Al·Ith said, ‘Ben Ata, I take it you have some sort of place I can retire to for a time? I have been riding all day.’
Ben Ata was recovering. His face was hard, and even bitter. He had not known what to expect, and was prepared to be flexible, but he was repelled by this woman in her sombre clothes. She had not taken off her veil, and he could not see much of her except that she had dark hair. He preferred fair women.
He shrugged, gave a look at Jarnti, and disappeared into the room behind him. It was Jarnti then who led her into another room, which was part of a set of rooms, and saw that she had what she needed. She refused food and drink, and announced that she would be ready to join the king in a few minutes.
And she did join him, emerging unceremoniously from the retiring rooms just as she had arrived, in her dark dress. But she had removed the veil, and her hair was braided and hanging down her back.
Ben Ata was lounging on a low divan or settee, in a large light airy room that had nothing very much in it. She saw that this was a bridal room, and planned for the occasion. Her bridegroom, however, sprawling on one edge of the divan, his chin on his hand, his elbow on his knee, did not move as she came in. And there was nowhere else to sit, so she sat down on the edge of the divan, at a distance from him, resting her weight on her hand in the position of one who has alighted somewhere for just a moment and has every intention of leaving again. She looked at him, without smiling. He looked at her, very far from smiling.
‘Well, how do you like this place?’ he asked, roughly. It was clear he had no idea of what to say or do.
‘It has been built specially then?’
‘Yes.

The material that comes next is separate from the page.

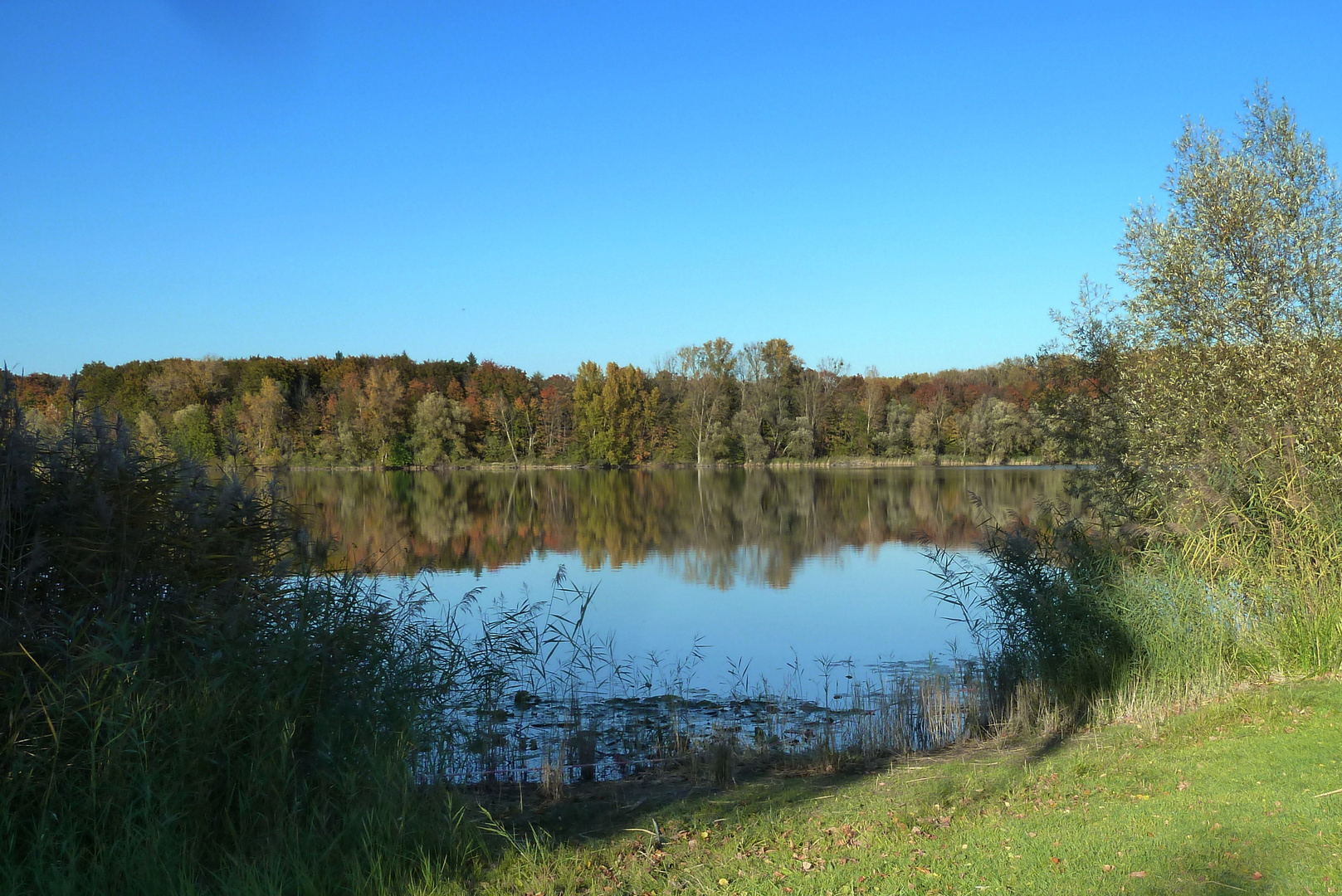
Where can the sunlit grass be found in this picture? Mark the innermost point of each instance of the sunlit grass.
(1226, 797)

Orders. Built to specification. Exactly. It was finished only this morning.’
‘It is certainly very elegant and pleasant,’ she said. ‘Quite different from anything else I’ve seen on my way here.’
‘Certainly not my style,’ he said. ‘But if it is yours, then that’s the main thing.’

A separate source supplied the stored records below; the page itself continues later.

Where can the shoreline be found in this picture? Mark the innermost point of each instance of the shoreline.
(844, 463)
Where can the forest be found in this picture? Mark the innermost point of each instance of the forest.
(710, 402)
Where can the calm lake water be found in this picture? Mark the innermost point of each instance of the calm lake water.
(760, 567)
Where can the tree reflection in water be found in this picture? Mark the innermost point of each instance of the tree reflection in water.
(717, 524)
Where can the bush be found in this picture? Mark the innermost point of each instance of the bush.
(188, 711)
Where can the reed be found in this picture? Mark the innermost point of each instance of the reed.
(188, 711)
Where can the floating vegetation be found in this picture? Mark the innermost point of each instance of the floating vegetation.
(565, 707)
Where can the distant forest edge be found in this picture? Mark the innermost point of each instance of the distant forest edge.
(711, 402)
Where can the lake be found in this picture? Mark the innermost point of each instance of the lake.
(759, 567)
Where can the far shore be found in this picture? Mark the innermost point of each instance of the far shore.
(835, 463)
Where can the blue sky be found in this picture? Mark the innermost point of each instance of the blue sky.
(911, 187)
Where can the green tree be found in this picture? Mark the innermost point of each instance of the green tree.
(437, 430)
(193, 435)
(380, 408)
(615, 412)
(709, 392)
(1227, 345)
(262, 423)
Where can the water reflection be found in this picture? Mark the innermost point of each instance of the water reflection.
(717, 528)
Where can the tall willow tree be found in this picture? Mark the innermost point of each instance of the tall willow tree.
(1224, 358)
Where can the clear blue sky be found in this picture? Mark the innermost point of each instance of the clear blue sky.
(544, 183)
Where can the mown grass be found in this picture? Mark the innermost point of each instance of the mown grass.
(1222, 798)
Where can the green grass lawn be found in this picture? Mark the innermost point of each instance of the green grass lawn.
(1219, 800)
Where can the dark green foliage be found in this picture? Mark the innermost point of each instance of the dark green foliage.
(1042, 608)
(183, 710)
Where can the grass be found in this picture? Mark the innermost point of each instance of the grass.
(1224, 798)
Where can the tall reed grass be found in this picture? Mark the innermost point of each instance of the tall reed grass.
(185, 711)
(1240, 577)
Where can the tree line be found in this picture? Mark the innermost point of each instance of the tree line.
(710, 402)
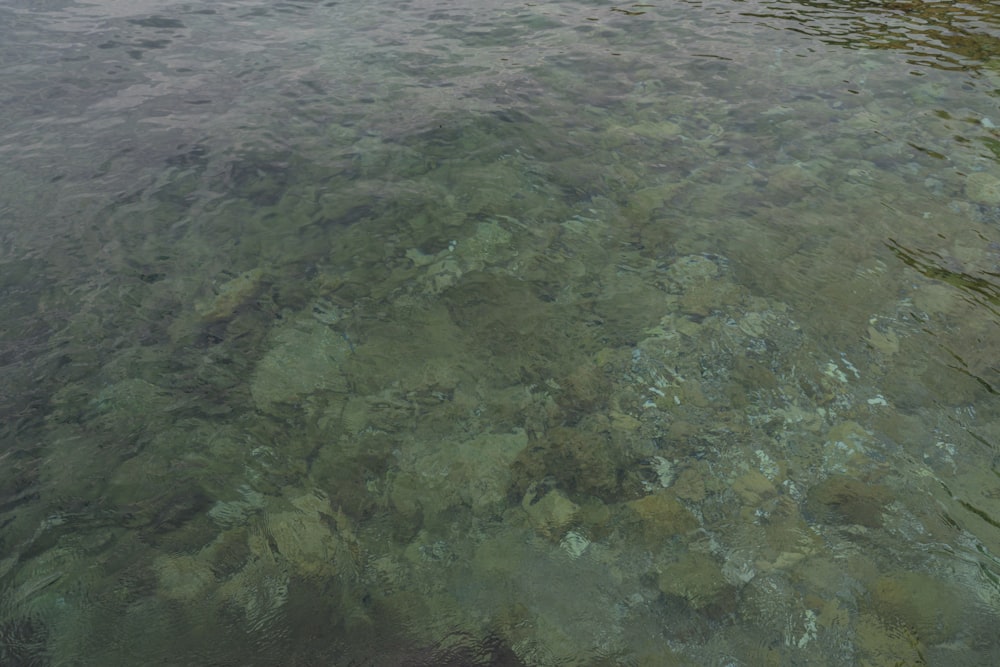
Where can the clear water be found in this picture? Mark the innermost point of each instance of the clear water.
(431, 333)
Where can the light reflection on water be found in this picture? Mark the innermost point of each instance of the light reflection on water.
(509, 334)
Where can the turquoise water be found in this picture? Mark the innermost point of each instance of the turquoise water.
(499, 333)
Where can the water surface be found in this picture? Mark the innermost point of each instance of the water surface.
(499, 333)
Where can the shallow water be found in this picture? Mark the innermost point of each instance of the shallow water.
(513, 334)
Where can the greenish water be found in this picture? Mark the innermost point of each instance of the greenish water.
(499, 333)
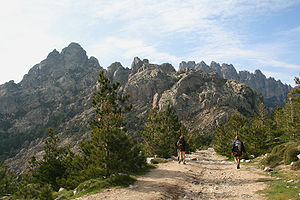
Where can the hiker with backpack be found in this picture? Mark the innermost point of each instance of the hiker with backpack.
(237, 150)
(181, 144)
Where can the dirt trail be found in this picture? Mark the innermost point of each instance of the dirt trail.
(207, 176)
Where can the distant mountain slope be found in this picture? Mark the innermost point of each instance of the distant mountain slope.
(52, 93)
(274, 92)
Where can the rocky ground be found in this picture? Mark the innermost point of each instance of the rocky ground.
(205, 176)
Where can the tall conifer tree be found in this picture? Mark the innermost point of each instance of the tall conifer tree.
(109, 146)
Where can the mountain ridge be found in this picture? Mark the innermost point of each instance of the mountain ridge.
(57, 93)
(274, 92)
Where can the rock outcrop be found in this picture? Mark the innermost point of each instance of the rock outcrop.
(55, 93)
(274, 92)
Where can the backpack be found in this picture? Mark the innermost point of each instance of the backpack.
(180, 144)
(237, 146)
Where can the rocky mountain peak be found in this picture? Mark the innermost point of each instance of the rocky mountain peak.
(53, 55)
(136, 64)
(74, 53)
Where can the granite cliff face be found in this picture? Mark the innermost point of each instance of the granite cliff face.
(57, 92)
(274, 92)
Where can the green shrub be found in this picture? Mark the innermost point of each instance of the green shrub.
(158, 160)
(279, 149)
(290, 155)
(296, 165)
(46, 193)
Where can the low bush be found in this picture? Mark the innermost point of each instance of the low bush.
(296, 165)
(290, 155)
(272, 160)
(158, 160)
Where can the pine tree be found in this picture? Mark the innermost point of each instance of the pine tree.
(7, 182)
(225, 134)
(54, 164)
(161, 132)
(109, 147)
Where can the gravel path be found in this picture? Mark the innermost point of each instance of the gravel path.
(205, 176)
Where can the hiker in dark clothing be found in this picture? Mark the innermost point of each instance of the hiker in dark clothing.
(181, 149)
(237, 150)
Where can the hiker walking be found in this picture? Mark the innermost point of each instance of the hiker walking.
(181, 149)
(237, 150)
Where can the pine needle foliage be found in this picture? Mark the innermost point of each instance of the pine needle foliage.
(161, 132)
(109, 147)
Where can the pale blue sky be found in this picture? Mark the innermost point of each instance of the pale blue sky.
(256, 34)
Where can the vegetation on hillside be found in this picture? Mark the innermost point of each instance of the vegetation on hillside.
(276, 133)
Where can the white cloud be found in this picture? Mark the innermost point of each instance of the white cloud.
(162, 31)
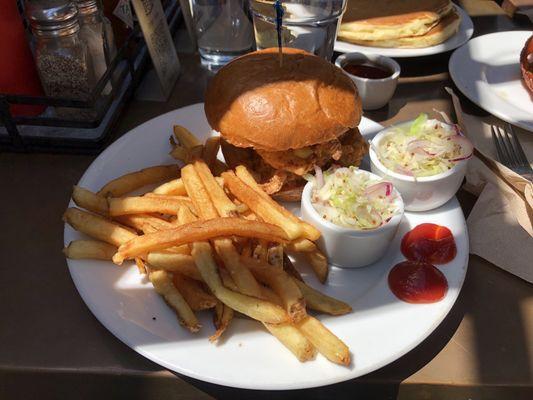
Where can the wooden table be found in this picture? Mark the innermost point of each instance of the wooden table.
(52, 347)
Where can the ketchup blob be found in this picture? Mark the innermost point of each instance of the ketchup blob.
(429, 243)
(416, 282)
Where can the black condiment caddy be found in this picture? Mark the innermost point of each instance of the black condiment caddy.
(44, 133)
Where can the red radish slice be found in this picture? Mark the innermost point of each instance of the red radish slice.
(381, 189)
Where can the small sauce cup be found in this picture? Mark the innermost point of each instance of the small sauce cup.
(348, 247)
(375, 93)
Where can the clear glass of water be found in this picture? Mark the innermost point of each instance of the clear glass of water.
(310, 25)
(224, 30)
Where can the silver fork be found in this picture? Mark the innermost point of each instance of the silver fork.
(510, 151)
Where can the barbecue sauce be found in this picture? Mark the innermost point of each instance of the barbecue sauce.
(367, 71)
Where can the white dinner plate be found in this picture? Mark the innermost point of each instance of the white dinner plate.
(379, 330)
(487, 71)
(465, 31)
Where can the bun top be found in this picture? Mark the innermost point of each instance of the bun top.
(253, 102)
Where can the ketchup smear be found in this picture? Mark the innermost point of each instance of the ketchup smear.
(416, 282)
(429, 243)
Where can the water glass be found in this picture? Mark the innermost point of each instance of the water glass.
(223, 30)
(310, 25)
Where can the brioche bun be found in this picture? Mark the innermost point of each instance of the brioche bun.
(255, 102)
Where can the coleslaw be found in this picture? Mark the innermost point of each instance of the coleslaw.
(423, 148)
(353, 198)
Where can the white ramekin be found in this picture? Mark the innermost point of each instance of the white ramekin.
(375, 93)
(424, 193)
(346, 247)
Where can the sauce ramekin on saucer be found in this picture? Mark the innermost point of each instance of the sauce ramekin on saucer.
(349, 247)
(419, 193)
(374, 93)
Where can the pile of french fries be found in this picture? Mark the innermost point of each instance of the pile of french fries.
(209, 242)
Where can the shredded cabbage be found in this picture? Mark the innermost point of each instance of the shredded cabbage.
(353, 198)
(424, 148)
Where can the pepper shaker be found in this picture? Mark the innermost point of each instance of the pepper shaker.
(62, 58)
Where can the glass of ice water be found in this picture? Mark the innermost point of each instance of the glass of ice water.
(223, 30)
(310, 25)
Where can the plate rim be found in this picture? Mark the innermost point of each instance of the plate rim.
(454, 66)
(466, 24)
(84, 294)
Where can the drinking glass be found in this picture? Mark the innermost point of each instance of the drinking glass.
(310, 25)
(223, 30)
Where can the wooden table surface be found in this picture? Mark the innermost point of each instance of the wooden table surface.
(52, 347)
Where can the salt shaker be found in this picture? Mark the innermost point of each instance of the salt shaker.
(62, 58)
(97, 33)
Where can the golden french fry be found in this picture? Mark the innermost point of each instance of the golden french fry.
(197, 193)
(145, 223)
(320, 302)
(136, 180)
(261, 206)
(301, 246)
(211, 147)
(140, 265)
(185, 137)
(283, 285)
(173, 187)
(97, 227)
(162, 283)
(94, 249)
(221, 202)
(289, 268)
(275, 256)
(242, 277)
(293, 340)
(329, 345)
(254, 308)
(319, 263)
(207, 199)
(182, 263)
(310, 232)
(144, 204)
(198, 231)
(221, 319)
(90, 201)
(193, 293)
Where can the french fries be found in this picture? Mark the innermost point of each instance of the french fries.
(260, 310)
(223, 205)
(210, 199)
(163, 285)
(329, 345)
(260, 206)
(145, 204)
(80, 249)
(193, 293)
(174, 187)
(136, 180)
(98, 227)
(310, 232)
(90, 201)
(221, 319)
(319, 263)
(320, 302)
(293, 340)
(212, 242)
(282, 285)
(182, 263)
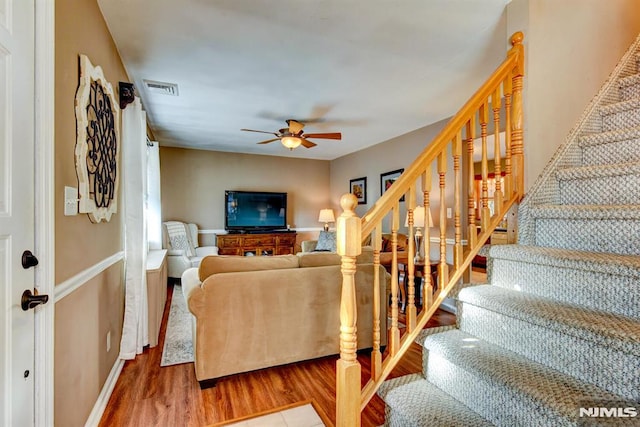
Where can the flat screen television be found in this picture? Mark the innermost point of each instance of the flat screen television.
(247, 211)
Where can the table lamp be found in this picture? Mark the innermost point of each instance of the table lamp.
(326, 216)
(418, 223)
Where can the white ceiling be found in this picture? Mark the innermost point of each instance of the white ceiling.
(371, 69)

This had a sort of sulky gallantry, but he was restless, and sighing continually, and it was evident all he wanted to do was to make his escape.
‘I suppose the intention was that it should be suited to us both?’ she remarked.
‘I don’t care,’ said he violently and roughly, his inner emotions breaking out of him. ‘And obviously you don’t either.’
‘We’re going to have to make the best of it,’ she said, intending consolation, but it was wild and bitter.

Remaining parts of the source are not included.